7 card trade myth

It was long ago i already thought theres something juicy about it till yesterday when it happened again in front of my eyes i decided to sit down and write all the options.

So, is it 7 cards 1 set trade in really just a balloni. YES IT IS.

You can ALWAYS trade in 2 sets with 7 cards, always, just look better and dont trade 1st set WRONG.

For example if u have 2 pairs 2 green and 2 blue cards and u get from a kill 3 diferent once.Now , if u trade 3 diferent once u end up trading only 1set BUT now if u trade 3 green ad 3 blue then u trade 2 sets and problem solved.

PS: if u think this is not true write down the option.
PSS: i went over all the options , always possible trading twice
PSSS: i should keep this to myself lol

5 color A and 2 color B, trade once and get a 4 cards no set!

now i feel dummie well at least i figured theres a lot of time mistradig since u can actualy make a mistake with trading ending up with only 1set when u actually can have 2

I've had a 7 card 1 set TP. I had 5 red and 2 green. And a bad mood

ya PsymonStark already enlightened me

dummie dummie dummmie i got love in my tummie

emjay I remember that game

7 cards is approximately 90% chance of 2 sets, which is considered safe

still sucks when you get in that 10% range

I also did this miscalculation long time ago and I also felt dummy to write it in the forum!

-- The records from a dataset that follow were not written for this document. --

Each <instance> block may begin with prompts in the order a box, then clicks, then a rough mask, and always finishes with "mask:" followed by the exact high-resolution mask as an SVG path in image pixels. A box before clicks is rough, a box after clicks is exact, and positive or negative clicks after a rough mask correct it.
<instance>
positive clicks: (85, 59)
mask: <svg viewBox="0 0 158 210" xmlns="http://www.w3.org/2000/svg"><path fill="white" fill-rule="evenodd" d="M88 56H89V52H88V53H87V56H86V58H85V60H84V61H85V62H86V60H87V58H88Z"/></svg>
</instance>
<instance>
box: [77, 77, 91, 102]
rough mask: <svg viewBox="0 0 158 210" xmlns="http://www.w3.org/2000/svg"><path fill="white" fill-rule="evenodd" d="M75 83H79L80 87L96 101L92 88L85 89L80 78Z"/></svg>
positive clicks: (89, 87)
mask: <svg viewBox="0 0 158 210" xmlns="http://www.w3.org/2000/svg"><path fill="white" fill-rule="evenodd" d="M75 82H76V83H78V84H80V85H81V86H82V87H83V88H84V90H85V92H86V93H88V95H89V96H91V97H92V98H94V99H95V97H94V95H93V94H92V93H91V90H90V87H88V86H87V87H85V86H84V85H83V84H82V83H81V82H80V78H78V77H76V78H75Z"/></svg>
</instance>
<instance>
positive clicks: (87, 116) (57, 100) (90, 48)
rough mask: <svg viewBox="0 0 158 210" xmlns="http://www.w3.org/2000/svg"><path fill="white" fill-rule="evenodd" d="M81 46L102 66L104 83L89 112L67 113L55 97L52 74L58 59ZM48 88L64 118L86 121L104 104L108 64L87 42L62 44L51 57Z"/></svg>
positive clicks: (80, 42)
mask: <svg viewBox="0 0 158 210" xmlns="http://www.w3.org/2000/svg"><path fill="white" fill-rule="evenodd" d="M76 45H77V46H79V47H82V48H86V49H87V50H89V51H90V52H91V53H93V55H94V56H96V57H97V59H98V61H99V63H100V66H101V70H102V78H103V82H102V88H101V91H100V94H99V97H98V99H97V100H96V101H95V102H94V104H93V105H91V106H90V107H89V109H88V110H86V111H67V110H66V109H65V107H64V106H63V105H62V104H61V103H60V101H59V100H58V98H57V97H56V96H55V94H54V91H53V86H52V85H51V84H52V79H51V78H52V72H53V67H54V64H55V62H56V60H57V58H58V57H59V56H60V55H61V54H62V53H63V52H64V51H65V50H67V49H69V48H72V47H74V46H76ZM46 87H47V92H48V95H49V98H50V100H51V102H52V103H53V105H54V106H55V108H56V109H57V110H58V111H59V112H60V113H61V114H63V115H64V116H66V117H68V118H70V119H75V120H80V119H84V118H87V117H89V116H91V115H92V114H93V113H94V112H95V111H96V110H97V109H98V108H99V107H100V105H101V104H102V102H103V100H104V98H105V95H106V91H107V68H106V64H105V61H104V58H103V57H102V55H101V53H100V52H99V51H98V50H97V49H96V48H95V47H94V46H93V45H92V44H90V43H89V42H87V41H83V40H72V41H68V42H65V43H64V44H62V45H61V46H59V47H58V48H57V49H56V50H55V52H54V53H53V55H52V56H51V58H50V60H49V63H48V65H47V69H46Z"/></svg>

But once you know that 5+2 it's the only case you cannot turn in twice then you'll also know that the wild is not the only way to have a garanted double turn-in. If you simply hold one card of each color than you'll turn in twice with 7 cards, it doesn't matter which the other cards will be.

Damn I think I've had 9 in a row where I've been able to turn in twice. Guess im due for only one set next time

Bishop, it's impossible if and only if you are past the first round of turn ins and your opponents are smart enough not to hold a set past 4 cards in the lategame:

1+1 - if opponent holds 1+4 you would be unable to turn in (this could be considered impossible as the opponent would turn in)
2+0 - if opponent holds 0+5 you would be unable to turn in (this can be considered impossible as the opponent would turn in)
if opponent holds 3+2 you would be unable to turn in

So, if you hold 1+1 your chances of 7 cards 1 set can be blamed on opposing stupidity (or your own assumption of your opponent's non-stupidity, or the application of this rule on the first round of turn ins)

If you hold 2+0, it is more risky... I'll come up with time to do the math on that sometime.

Well nice observations, but... You only go for 5 cards Ultras?
Never gone for 4 cards? Or even 3, especially when you are stuck with 2+2. I mean there are other cases, for example if you hold 2+1 and you kill one holding 3+1 or you hold 3 of a kind and him 2+2. Plus the same cases but reversed with you holding 4 cards and your victim 3.

But of course one with 5 cards normally cannot have 4 of the same color otherwise he would have turned in at the previous round. Unless he's a suicider... O_o Since 2 cards of different colors plus 5 unknown cards normally* gives a garanted double turn-in. (* if you are sure there is no reason for your opponent to not turn in if he could) Again, nice observation.

I'm used to resume concepts in this way:
-if you hold 3 colors: you are safe, you'll turn in twice
-if you hold 2 colors: the risk is minimal but it can happen
-if you hold only 1 color: the risk is concrete, be careful!

I also would like to do the math giving precis odds. But it depends on the wild cards percentage that is not the same in every map, and also it depends on the map size, because the smaller is the card deck the smaller is the possibility of a 5+2. Since it's complicate!